With the results and achievements obtained, the DisinfectAMR project contributes to improved knowledge on the effect of disinfectants used in chicken and salmon processing on bacterial loads and surface microbiota, especially with respect to effect against bacterial biofilm which can reduce the effective concentration of DI. Chicken and salmon meat continues to be involved in bacterial disease outbreaks, and our study highlights the importance of effective C&D routines since potential pathogens and spoilage bacteria are found in the surface microbiota in the processing environments. This knowledge is important for food processing operators to optimise C&D routines, which in the long term ensures adequate and sustainable production with low environmental impact at the industry partners. By filling the lack of knowledge on occurrence of AMR bacteria and genes in the food production value chain from processing environments to sidestream materials, feed ingredients, and waste-flow from the factories, the project also demonstrated the potential one-health risk of food production in spread of pathogens and AMR bacteria in a circular perspective to humans, animals and the environment. For the society in general, this new knowledge is important to consider when targeting circular economy and increased resource exploitation using sidestream materials and waste for new feed or food products. The project has established the infrastructure, protocols and competence to efficiently study AMR and disinfectants in the future and to test antibacterial effect in general. The comparable experiments performed in Romania established new research collaboration, and ensured that the outcome also have international relevance. The establishment of the consortium in DisinfectAMR also lead to further collaboration in projects and application initiatives, where the network, competence, and the established methods will be used further.

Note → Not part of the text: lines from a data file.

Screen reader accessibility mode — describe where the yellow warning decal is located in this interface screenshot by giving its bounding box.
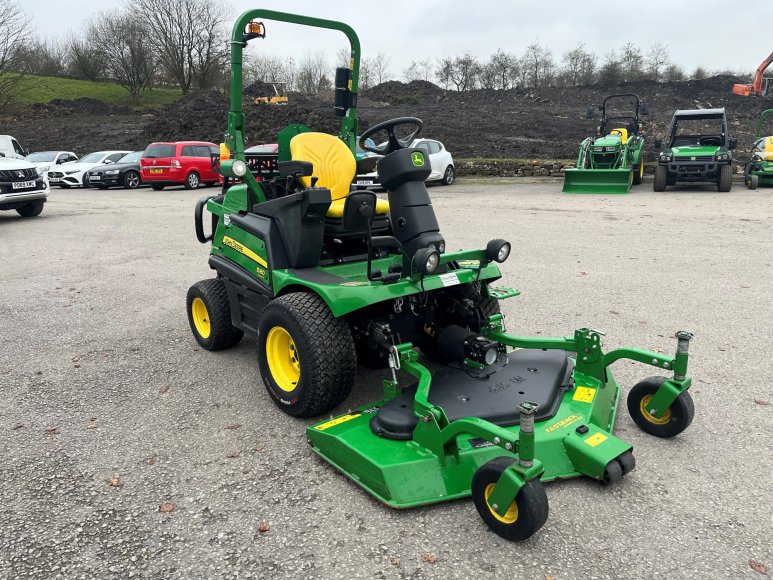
[223,236,268,268]
[585,433,607,447]
[545,415,582,433]
[314,413,360,431]
[572,387,596,403]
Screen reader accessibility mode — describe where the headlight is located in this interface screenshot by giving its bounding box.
[486,240,511,264]
[231,159,247,177]
[413,248,440,274]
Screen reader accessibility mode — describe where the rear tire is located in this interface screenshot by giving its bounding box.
[470,457,549,542]
[633,151,644,185]
[440,165,456,185]
[258,292,357,417]
[652,165,668,191]
[16,201,43,217]
[186,278,244,351]
[717,165,733,192]
[185,171,201,189]
[123,171,140,189]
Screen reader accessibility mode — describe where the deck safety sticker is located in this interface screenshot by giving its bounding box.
[440,272,459,287]
[572,387,596,403]
[314,413,360,431]
[585,433,607,447]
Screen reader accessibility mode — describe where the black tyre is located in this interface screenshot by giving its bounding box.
[123,171,140,189]
[185,171,201,189]
[186,278,244,351]
[628,377,695,438]
[717,165,733,192]
[633,151,644,185]
[258,292,357,417]
[16,201,43,217]
[652,165,668,191]
[471,457,549,542]
[601,459,623,486]
[440,165,456,185]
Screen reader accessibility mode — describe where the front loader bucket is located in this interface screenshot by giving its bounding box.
[563,169,633,193]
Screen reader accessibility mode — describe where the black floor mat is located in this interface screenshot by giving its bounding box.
[370,349,572,439]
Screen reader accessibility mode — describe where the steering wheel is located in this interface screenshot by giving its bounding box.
[359,117,424,155]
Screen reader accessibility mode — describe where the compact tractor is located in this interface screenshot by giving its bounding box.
[563,93,647,193]
[744,109,773,189]
[187,10,694,540]
[652,109,736,191]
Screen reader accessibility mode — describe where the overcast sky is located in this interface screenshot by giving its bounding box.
[27,0,773,78]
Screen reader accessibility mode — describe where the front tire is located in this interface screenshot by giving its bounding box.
[16,201,43,217]
[258,292,357,417]
[123,171,140,189]
[186,278,244,351]
[471,457,549,542]
[628,377,695,438]
[717,165,733,193]
[652,165,668,191]
[440,165,456,185]
[185,171,201,189]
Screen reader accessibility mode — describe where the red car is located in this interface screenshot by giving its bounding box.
[140,141,220,189]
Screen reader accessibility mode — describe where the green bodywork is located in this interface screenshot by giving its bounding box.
[562,95,644,194]
[745,109,773,187]
[306,314,691,515]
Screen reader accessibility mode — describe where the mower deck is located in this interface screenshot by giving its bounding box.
[307,351,631,508]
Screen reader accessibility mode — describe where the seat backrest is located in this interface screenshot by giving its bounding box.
[609,127,628,144]
[290,132,357,201]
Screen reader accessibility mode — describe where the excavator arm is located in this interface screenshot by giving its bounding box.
[733,52,773,97]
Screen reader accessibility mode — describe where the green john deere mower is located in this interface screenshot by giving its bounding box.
[563,93,647,193]
[744,109,773,189]
[187,10,694,540]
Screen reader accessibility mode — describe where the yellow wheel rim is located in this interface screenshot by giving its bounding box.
[639,395,671,425]
[483,483,518,524]
[191,297,212,338]
[266,326,301,393]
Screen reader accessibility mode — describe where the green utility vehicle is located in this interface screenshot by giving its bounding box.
[187,10,694,540]
[652,109,735,191]
[744,109,773,189]
[563,93,647,193]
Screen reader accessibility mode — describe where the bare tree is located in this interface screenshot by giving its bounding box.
[563,42,596,87]
[86,11,153,103]
[296,52,330,95]
[371,52,391,85]
[521,40,555,88]
[0,0,30,107]
[620,42,644,82]
[486,48,519,90]
[647,42,669,83]
[129,0,229,93]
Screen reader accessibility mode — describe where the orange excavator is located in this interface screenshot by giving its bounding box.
[733,52,773,97]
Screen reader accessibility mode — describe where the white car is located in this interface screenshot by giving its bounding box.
[354,139,456,189]
[27,151,78,171]
[48,151,131,188]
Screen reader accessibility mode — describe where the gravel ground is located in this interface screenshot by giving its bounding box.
[0,181,773,580]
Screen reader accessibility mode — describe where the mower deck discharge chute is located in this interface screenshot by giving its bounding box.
[187,10,693,540]
[563,93,647,194]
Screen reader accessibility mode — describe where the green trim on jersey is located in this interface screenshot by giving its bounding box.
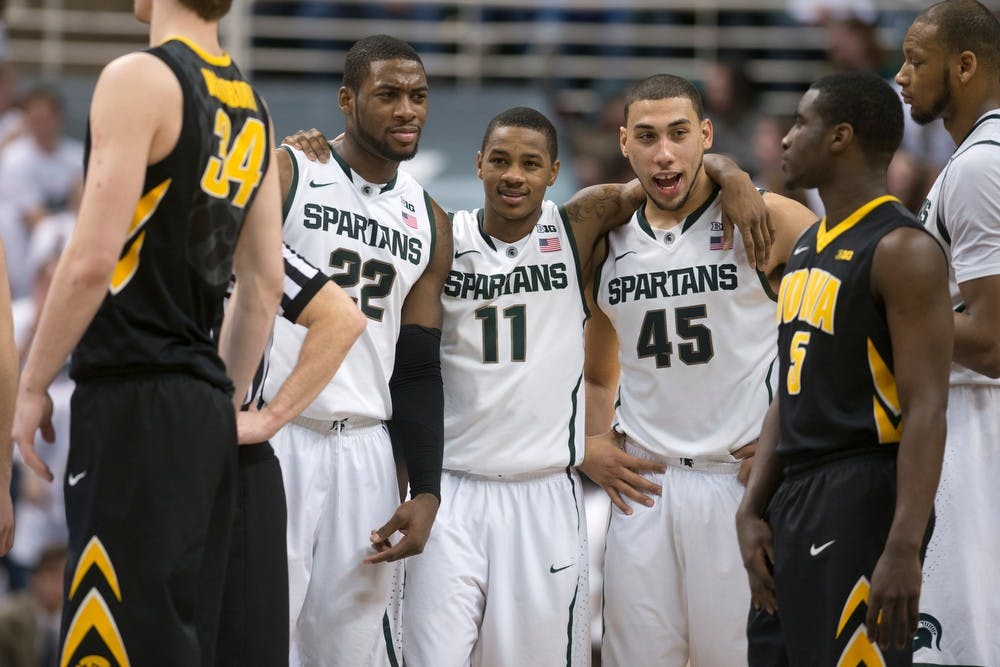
[281,146,299,227]
[330,144,399,194]
[757,269,778,303]
[476,208,497,250]
[567,373,583,466]
[378,171,398,196]
[635,183,721,241]
[330,145,354,183]
[424,190,436,270]
[681,183,722,234]
[556,206,590,324]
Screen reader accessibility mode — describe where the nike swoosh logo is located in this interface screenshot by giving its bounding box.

The project addresses the role of food production and the environment as reservoirs of antimicrobial resistant (AMR) bacteria and the impact of disinfectants (DI) as potential drivers for persistence of AMR in two food production plants, and one process plant for feed. Disinfection products play a key role for prevention and control of pathogenic bacteria in food production facilities. However, such chemical selective pressures may co-select for bacterial resistance in the environment, and studies on bacterial susceptibility to DI in food production pipelines have indicated correlations between bacterial antibiotic and DI resistance. From a One-Health perspective, AMR in humans, animals and the environment cannot be viewed separately, and the whole value chain of food production including also feed, process by-products, wastewater, sludge, etc. should be considered with respect to food safety and spread of AMR. The waste-flow in food production value chains is altered due to focus on circular economy and increased resource exploitation. This emphasise the need for better control on the processes in order to prevent the spread and transfer of AMR, since AMR bacteria and genes may be reintroduced to the circular system. To encounter these challenges, the main goal of the project is to study the effect of prolonged use of DI in Norwegian poultry and salmon production in terms of bacterial resistance towards the DI and potential cross-resistance to antibiotics, with direct impact on a process plant for fish feed ingredients which process raw material from both producers. The fundamental understanding of the drivers and pathways for AMR in other than clinical settings and antibiotics use is limited, and this knowledge gap represents a missing link in the One-Health perspective, thus the project will provide urgently needed knowledge. The outcome will be transferable to similar production facilities both national and international.